Determine vector, parametric and, if possible, symmetric equations for the line through Q(2, -1, 3) and the mid-point of the line segment from L(3, -2, 5) to M(1, 4, -7). Not sure what to do with the mid-point.
To find the vector, parametric, and symmetric equations for the line, let's break it down into steps:
Step 1: Find the midpoint of the line segment L(3, -2, 5) to M(1, 4, -7).
The midpoint formula is given by:
Midpoint (Mx, My, Mz) = ((Lx + Mx) / 2, (Ly + My) / 2, (Lz + Mz) / 2)
Substituting the coordinates, we get:
Mx = (3 + 1) / 2 = 2
My = (-2 + 4) / 2 = 1
Mz = (5 - 7) / 2 = -1
So, the midpoint is M(2, 1, -1).
Step 2: Determine the vector equation.
The vector equation of a line passing through point Q(2, -1, 3) with direction vector v = <a, b, c> is given by:
r = Q + tv
where r is the position vector of any point on the line, and t is a scalar parameter.
To determine the direction vector, we need to find the displacement vector between Q and the midpoint M:
v = M - Q = <Mx - Qx, My - Qy, Mz - Qz> = <2 - 2, 1 - (-1), -1 - 3> = <0, 2, -4>
The vector equation becomes:
r = <2, -1, 3> + t<0, 2, -4>
Simplifying, we get:
x = 2
y = -1 + 2t
z = 3 - 4t
So, the vector equation of the line is:
r = <2, -1, 3> + t<0, 2, -4> or
r = <2, -1, 3> + t<0, 1, -2>
Step 3: Determine the parametric equations.

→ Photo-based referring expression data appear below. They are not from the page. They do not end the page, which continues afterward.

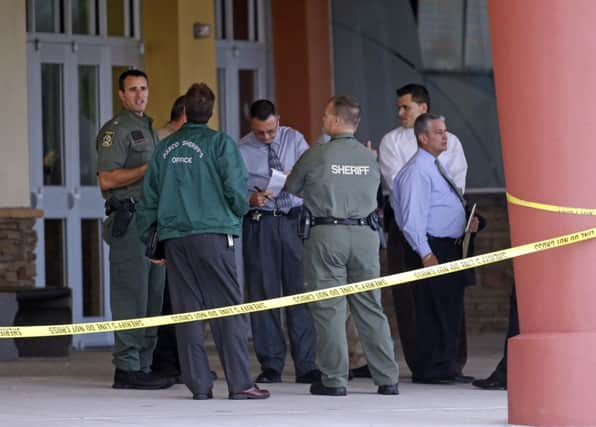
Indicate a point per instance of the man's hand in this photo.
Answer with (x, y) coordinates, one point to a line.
(474, 224)
(117, 178)
(429, 260)
(259, 198)
(372, 150)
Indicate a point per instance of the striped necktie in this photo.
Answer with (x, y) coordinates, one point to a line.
(447, 178)
(282, 201)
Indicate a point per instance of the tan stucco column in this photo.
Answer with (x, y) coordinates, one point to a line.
(302, 63)
(174, 59)
(14, 135)
(544, 66)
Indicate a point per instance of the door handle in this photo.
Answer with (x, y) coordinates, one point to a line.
(36, 198)
(73, 197)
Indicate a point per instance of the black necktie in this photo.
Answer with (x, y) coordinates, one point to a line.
(447, 178)
(282, 201)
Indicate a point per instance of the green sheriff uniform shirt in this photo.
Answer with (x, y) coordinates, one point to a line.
(338, 179)
(195, 184)
(125, 142)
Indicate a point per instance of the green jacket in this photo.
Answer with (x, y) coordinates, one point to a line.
(195, 184)
(125, 142)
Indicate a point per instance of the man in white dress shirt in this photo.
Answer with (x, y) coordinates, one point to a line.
(396, 148)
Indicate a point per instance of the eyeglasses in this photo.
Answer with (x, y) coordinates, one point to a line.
(265, 133)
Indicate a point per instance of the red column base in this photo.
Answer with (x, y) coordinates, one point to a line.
(552, 379)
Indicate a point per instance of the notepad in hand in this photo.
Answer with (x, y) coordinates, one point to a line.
(468, 233)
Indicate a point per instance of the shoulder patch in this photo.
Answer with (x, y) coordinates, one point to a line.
(106, 140)
(137, 137)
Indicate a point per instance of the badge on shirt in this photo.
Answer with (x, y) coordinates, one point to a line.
(137, 137)
(106, 141)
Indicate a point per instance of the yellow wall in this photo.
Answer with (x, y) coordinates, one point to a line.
(14, 135)
(173, 58)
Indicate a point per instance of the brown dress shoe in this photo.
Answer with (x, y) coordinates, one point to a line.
(203, 396)
(250, 393)
(268, 376)
(388, 389)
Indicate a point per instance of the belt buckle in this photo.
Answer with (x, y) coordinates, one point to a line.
(256, 216)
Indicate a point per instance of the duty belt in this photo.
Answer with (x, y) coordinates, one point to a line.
(327, 220)
(256, 214)
(457, 241)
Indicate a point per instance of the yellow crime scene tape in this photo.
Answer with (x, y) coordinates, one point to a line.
(550, 208)
(306, 297)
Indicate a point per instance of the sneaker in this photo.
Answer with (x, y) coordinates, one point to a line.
(250, 394)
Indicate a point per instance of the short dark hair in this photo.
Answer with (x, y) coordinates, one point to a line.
(347, 108)
(418, 92)
(133, 72)
(262, 109)
(177, 109)
(422, 123)
(198, 101)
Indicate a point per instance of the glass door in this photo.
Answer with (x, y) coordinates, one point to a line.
(243, 61)
(74, 49)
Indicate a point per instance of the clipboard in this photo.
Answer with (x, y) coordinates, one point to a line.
(467, 233)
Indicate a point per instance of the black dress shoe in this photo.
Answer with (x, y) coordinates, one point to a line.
(140, 380)
(437, 380)
(319, 389)
(268, 376)
(361, 372)
(388, 389)
(249, 394)
(494, 382)
(310, 377)
(203, 396)
(464, 379)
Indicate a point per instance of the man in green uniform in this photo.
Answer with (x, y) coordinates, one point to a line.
(124, 146)
(338, 182)
(195, 191)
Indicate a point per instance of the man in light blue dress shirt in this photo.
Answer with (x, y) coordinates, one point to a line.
(430, 212)
(273, 252)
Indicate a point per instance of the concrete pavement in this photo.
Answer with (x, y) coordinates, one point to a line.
(75, 391)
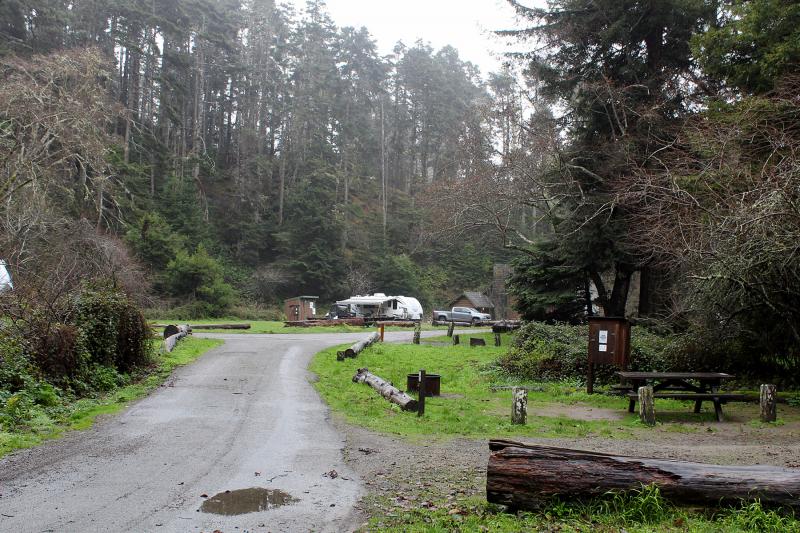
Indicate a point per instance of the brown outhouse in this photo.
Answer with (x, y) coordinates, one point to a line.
(609, 344)
(300, 307)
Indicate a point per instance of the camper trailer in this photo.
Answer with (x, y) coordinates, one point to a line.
(378, 306)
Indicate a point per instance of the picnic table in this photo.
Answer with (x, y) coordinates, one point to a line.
(692, 386)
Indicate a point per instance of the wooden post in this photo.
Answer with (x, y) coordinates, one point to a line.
(769, 412)
(519, 409)
(647, 412)
(421, 389)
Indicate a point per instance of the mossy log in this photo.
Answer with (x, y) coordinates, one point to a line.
(386, 389)
(526, 477)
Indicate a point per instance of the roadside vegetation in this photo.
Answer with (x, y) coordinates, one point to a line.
(476, 403)
(274, 326)
(42, 411)
(642, 511)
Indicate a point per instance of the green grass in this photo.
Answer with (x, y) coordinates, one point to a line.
(637, 511)
(467, 406)
(272, 326)
(81, 414)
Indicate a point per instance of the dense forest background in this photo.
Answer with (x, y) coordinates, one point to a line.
(216, 156)
(240, 150)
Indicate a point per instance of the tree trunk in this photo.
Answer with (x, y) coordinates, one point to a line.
(526, 477)
(386, 389)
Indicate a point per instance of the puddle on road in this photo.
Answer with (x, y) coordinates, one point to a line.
(246, 501)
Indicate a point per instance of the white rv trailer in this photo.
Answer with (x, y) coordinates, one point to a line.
(379, 305)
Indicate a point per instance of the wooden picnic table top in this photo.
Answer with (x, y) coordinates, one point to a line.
(675, 375)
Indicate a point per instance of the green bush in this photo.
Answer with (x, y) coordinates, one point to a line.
(113, 331)
(556, 352)
(198, 277)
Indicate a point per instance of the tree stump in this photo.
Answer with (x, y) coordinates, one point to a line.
(647, 411)
(768, 399)
(519, 408)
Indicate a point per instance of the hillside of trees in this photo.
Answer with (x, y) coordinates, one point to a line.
(234, 152)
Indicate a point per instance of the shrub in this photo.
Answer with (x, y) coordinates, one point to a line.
(112, 329)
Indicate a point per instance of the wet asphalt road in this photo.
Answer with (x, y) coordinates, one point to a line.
(246, 407)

The parametric equations are obtained by separating each component of the vector equation.
x = 2
y = -1 + 2t
z = 3 - 4t
So, the parametric equations of the line are:
x = 2
y = -1 + 2t
z = 3 - 4t
Step 4: Determine the symmetric equations.
The symmetric equations are obtained by isolating the parameter t in each parametric equation.
From y = -1 + 2t, we get t = (y + 1) / 2. Then substituting this into the other equations, we get:
x = 2
z = 3 - 4(y + 1) / 2 = 3 - 2(y + 1) = 3 - 2y - 2
Simplifying further, we get:
x = 2
2y + z = 1
So, the symmetric equations of the line are:
x = 2
2y + z = 1
To determine the vector, parametric, and symmetric equations for the line, we can follow these steps:
1. Find the midpoint of the line segment from L to M.
2. Determine the direction vector for the line.
3. Use the information from steps 1 and 2 to write the vector, parametric, and symmetric equations for the line.
Let's go through each step in detail:
1. Finding the midpoint:
The midpoint of the line segment from L(3, -2, 5) to M(1, 4, -7) can be found by taking the average of the coordinates of the two points. We add the corresponding coordinates and divide by 2:
Midpoint = [(3 + 1) / 2, (-2 + 4) / 2, (5 + (-7)) / 2]
= [2 / 2, 2 / 2, -2 / 2]
= [1, 1, -1]
So, the midpoint is Q(1, 1, -1).
2. Determining the direction vector:
The direction vector of the line can be obtained by subtracting the coordinates of the two given points. Let's subtract the coordinates of Q(2, -1, 3) from the coordinates of the midpoint Q(1, 1, -1):
Direction vector = [1 - 2, 1 - (-1), -1 - 3]
= [-1, 2, -4]
Hence, the direction vector of the line is [-1, 2, -4].
3. Writing the equations for the line:
a) Vector equation:
A vector equation can be written as:
r = Q + t * d,
where r is the position vector of any point on the line, Q(2, -1, 3) is a known point on the line, t is a parameter, and d[-1, 2, -4] is the direction vector.
So, the vector equation for the line is:
r = [2, -1, 3] + t * [-1, 2, -4].
b) Parametric equations:
The parametric equations can be obtained by separating the x, y, and z components:
x = 2 - t,
y = -1 + 2t,
z = 3 - 4t.
c) Symmetric equations:
The symmetric equations can be written by isolating the parameter t in the parametric equations:
t = 2 - x,
t = (y + 1) / 2,
t = (3 - z) / 4.
These are the symmetric equations for the line.
To summarize, the vector equation for the line is r = [2, -1, 3] + t * [-1, 2, -4], the parametric equations are x = 2 - t, y = -1 + 2t, z = 3 - 4t, and the symmetric equations are t = 2 - x, t = (y + 1) / 2, t = (3 - z) / 4.